Ce Jay a eu un père déserteur qu'il n'a pas vraiment connu et un frère aîné,
Robert, qui de 18 ans son majeur, a en fait exercé le rôle et l'exemple du père absent.
Professeur de philosophie linguistique à l'université californienne de Los Angeles (UCLA),
Robert est mort assassiné dans des conditions mystérieuses et
Jay était le premier sur la scène du crime.
Ainsi, l'auteure réalise un parallèle entre l'authentique Richard Montague (1930-1971) et le fictif
Robert Hamilton.
Est-ce que le psychanalyste de sa création le gagnera-t-il sur les détectives professionnels pour finalement résoudre l'affaire Montague ? "That's the question" !
Cette question n'a pas empêché l'auteure pour autant de remercier explicitement l'inspecteur José Ramirez de la police de L.A., chargé de l'enquête-Montague, pour sa contribution aimable à son projet.

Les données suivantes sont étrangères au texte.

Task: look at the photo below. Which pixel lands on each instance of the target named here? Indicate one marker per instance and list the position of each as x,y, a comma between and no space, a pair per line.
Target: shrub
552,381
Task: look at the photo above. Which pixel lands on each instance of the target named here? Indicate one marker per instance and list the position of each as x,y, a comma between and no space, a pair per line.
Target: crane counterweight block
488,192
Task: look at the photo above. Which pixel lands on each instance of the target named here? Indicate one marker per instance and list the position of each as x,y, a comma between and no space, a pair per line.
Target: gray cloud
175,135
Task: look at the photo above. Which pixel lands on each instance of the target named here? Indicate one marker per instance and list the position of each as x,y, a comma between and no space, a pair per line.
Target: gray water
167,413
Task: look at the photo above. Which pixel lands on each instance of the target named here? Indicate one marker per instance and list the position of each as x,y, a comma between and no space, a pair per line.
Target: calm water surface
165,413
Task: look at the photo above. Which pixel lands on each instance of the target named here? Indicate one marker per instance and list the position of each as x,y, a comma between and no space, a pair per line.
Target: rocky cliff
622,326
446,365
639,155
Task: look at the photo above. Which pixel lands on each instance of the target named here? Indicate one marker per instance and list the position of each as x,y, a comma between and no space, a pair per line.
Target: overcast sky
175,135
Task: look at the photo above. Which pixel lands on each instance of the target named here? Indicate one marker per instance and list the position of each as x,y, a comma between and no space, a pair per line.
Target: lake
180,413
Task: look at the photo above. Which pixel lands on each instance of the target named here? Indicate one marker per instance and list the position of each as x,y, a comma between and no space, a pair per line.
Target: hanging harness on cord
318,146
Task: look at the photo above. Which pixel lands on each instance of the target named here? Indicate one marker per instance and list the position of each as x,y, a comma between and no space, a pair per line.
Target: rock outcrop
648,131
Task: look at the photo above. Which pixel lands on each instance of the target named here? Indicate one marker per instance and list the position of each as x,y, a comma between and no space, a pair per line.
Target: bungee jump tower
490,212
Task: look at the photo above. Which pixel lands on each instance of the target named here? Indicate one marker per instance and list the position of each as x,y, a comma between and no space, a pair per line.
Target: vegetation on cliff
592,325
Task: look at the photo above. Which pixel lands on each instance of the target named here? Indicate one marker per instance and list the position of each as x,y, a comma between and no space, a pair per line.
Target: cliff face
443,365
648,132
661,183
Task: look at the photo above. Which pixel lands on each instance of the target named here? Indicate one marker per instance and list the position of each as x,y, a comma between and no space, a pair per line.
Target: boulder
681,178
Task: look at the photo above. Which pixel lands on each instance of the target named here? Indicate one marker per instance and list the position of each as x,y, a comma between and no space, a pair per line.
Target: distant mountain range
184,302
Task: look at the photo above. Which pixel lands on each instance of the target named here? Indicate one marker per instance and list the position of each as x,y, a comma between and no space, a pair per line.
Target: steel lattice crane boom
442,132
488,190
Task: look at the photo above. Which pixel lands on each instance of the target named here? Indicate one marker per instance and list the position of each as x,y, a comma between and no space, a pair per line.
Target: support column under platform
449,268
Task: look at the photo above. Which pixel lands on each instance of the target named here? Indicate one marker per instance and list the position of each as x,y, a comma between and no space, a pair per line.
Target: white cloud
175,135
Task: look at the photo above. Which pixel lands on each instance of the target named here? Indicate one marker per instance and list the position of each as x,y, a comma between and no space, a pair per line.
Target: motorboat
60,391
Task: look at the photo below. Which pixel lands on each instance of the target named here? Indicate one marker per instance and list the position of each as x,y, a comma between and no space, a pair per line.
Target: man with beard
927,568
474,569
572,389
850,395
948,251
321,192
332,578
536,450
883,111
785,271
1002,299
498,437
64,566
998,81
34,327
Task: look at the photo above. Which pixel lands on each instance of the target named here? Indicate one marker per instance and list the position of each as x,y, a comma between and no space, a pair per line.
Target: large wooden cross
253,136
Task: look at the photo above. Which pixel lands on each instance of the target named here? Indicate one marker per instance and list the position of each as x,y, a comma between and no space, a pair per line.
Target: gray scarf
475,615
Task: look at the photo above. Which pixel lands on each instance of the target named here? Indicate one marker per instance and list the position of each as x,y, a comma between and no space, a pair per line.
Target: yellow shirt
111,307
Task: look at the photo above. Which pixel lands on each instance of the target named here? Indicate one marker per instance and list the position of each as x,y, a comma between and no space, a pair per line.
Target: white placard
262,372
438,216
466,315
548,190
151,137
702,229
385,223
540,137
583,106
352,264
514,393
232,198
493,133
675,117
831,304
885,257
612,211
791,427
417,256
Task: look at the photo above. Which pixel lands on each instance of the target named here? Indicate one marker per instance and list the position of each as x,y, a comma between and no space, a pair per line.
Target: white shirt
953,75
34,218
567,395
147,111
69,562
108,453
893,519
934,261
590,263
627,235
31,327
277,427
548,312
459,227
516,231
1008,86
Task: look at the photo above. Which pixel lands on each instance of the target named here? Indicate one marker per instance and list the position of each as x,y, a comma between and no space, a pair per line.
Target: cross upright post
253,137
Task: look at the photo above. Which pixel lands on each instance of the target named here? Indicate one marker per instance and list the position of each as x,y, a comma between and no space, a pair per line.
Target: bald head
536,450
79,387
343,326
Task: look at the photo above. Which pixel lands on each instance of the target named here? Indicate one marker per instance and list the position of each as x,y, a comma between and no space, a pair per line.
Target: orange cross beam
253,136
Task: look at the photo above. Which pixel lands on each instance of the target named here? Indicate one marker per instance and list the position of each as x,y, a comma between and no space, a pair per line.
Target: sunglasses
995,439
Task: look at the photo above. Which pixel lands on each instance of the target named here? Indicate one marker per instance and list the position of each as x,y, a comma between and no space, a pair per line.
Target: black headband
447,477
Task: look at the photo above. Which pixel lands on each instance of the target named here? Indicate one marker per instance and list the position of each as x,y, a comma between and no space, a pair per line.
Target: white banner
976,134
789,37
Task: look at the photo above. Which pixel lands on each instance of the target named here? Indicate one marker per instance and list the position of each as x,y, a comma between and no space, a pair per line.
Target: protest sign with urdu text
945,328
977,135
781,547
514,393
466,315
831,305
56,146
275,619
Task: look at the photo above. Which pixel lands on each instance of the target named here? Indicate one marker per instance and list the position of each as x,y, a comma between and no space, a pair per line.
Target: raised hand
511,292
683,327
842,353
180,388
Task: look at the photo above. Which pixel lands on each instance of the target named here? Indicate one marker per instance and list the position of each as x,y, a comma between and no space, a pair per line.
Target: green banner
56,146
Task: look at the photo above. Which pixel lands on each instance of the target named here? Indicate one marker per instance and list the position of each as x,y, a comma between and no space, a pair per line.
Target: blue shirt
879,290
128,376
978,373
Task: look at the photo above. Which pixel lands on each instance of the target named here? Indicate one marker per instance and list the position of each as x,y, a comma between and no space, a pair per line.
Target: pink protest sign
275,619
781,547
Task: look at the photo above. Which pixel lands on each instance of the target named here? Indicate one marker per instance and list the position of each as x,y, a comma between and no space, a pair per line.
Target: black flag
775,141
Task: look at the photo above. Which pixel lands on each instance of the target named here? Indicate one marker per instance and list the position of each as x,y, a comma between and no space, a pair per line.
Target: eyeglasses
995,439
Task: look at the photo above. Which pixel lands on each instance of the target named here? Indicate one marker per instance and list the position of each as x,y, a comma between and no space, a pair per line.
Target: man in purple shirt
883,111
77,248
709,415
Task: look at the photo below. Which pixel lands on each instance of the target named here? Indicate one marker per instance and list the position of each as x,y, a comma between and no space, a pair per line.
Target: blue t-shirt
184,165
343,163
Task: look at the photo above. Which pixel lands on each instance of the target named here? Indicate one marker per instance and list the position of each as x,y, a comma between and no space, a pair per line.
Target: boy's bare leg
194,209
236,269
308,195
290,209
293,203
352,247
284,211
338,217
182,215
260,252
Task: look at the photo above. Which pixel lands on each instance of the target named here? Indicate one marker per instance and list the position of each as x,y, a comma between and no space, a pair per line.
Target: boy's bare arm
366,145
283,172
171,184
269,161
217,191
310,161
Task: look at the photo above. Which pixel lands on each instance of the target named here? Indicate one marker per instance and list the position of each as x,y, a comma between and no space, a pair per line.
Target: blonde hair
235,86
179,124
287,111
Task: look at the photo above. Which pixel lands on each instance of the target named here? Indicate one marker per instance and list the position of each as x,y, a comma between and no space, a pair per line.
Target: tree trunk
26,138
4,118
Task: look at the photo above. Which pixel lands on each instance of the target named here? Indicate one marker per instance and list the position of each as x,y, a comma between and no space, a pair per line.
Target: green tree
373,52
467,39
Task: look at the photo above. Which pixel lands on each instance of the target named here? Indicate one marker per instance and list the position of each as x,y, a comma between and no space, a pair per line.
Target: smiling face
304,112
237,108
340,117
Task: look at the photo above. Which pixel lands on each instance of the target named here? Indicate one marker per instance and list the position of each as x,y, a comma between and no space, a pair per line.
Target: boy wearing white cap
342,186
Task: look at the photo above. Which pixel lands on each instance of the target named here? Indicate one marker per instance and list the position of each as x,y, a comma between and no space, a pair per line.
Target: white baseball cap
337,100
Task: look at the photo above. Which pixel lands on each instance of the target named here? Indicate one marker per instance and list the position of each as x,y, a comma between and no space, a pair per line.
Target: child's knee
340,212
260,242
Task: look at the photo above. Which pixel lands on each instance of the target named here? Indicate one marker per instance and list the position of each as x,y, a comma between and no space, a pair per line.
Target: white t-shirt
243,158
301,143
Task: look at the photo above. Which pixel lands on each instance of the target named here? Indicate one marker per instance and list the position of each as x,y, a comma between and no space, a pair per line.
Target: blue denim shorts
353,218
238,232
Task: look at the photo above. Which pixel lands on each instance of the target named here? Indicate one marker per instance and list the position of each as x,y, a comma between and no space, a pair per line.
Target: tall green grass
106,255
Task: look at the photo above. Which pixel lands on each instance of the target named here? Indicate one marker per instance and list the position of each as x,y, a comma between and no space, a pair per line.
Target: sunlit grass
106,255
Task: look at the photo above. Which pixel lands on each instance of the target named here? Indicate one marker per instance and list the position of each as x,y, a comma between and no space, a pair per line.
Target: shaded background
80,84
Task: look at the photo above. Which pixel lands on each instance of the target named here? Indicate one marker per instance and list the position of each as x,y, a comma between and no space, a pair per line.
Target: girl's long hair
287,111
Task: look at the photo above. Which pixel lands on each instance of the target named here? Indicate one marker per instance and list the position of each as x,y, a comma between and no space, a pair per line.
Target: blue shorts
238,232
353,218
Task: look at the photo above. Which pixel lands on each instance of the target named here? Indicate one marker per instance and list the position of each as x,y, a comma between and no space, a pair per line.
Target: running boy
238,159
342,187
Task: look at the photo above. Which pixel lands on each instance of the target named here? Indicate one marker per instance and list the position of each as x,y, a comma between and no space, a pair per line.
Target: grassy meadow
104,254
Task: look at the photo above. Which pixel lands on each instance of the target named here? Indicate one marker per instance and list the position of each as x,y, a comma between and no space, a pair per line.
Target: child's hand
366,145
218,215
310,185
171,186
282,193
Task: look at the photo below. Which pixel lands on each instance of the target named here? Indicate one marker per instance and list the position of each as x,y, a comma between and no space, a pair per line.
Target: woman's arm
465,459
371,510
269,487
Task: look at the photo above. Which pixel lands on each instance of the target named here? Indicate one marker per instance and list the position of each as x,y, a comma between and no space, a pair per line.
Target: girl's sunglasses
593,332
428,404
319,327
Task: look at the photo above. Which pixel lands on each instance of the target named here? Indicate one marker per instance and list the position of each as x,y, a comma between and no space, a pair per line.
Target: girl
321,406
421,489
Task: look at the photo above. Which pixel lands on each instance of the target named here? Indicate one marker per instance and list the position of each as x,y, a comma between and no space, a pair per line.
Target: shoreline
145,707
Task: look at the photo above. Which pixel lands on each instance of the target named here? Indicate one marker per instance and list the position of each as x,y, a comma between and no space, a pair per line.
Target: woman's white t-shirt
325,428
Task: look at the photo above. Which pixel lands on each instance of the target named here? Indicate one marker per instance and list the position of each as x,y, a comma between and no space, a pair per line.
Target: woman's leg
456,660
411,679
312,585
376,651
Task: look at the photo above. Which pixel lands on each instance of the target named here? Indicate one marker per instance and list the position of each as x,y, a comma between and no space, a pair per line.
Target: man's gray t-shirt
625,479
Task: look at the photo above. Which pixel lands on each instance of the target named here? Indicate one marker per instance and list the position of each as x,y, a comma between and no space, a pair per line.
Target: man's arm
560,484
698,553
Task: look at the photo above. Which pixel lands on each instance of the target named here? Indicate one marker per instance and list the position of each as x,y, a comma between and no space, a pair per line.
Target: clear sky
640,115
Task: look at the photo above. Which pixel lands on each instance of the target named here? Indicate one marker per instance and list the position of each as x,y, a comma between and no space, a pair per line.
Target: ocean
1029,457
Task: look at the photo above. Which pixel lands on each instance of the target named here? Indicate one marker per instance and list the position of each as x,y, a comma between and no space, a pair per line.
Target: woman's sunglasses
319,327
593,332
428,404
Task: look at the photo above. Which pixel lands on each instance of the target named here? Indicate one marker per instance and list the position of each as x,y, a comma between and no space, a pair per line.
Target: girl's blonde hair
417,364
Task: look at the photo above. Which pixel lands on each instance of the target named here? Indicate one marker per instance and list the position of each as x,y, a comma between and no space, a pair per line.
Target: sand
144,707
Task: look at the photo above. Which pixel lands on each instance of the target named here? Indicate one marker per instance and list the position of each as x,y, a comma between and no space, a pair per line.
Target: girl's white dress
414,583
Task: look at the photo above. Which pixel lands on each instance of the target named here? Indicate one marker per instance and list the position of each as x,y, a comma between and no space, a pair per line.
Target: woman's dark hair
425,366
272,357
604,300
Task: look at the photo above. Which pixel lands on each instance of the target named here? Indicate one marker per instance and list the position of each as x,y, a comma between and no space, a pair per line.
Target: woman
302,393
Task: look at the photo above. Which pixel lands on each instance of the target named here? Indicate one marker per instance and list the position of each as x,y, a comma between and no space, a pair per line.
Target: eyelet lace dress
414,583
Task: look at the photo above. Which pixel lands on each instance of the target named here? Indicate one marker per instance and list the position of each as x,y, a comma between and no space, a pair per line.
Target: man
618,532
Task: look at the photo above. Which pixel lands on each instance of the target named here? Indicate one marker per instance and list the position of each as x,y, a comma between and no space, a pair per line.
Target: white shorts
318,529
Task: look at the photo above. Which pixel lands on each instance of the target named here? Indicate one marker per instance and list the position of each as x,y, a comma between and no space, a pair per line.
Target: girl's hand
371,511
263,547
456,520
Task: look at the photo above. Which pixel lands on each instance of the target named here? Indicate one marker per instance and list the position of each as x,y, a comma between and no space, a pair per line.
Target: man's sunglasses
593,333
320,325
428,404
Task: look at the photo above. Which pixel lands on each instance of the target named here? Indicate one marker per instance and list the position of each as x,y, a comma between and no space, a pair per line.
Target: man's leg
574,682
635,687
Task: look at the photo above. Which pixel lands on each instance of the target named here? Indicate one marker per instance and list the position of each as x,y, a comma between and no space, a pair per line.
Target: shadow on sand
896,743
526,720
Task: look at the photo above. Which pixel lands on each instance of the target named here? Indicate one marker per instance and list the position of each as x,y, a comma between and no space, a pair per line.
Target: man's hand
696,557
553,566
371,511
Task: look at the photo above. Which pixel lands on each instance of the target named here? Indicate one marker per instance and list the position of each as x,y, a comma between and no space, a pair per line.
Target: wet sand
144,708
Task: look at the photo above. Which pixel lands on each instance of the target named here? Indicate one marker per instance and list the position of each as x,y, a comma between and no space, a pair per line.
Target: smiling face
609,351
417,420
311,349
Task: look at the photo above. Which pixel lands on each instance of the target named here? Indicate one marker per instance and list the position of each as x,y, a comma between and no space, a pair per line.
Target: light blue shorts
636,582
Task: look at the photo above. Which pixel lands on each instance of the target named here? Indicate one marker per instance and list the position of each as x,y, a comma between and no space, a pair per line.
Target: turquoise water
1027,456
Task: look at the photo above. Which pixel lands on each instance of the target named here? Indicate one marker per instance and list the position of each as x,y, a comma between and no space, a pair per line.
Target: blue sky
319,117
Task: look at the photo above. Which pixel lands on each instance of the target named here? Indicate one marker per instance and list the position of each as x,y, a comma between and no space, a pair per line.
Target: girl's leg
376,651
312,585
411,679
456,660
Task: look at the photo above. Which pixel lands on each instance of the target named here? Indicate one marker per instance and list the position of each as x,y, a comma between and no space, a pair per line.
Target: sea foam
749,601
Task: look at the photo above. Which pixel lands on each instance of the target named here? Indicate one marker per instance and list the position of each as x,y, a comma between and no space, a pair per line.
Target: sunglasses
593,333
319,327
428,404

Comme il s'agit d'un thriller psychologique, je ne puis dire davantage sur l'intrigue sans risque d'efflleurer le dénouement de l'histoire, ce qui serait impardonnable envers les lectrices et lecteurs futurs.
Ce que je peux dire, en revanche, c'est que ce roman déborde largement les limites d'un simple thriller. La lecture implique toutefois un peu d'exercice du cerveau, puisque l'auteure se réfère à des personnalités tels
Sigmund Freud,
Noam Chomsky,
Alan Turing etc.
Les thèmes abordés ont trait à la psychanalyse, la psychiatrie, la logique, la linguistique, la sémantique et la syntaxe.
Une question intéressante est la relation entre l'assistance psychanalytique et le recours aux médicaments pour traiter des maux de nature mentale.
Ne vous effrayez pas de ces termes, je vous assure qu'
Aifric Campbell réussit à les intégrer dans son récit sans que le suspense en souffre.
Il y a aussi les histoires des gens qui viennent consulter
Jay pour leurs problèmes et qui contribuent au récit global, comme Cora
Miller par exemple qui souffre de ne pas pouvoir mettre au monde un enfant, mais qui avant son mariage s'est faite avorter et l'interprétation que
Jay réservé à cet aveu.
Quoique le contexte ne se prête guère à l'humour, certaines anecdotes sont cependant plutôt marrantes, comme un psychiatre londonien qui au cours d'un dîner remarque : "Savez-vous combien d'hommes me paient pour traiter leur épouse seulement pour ne pas avoir à l'écouter eux-mêmes ?"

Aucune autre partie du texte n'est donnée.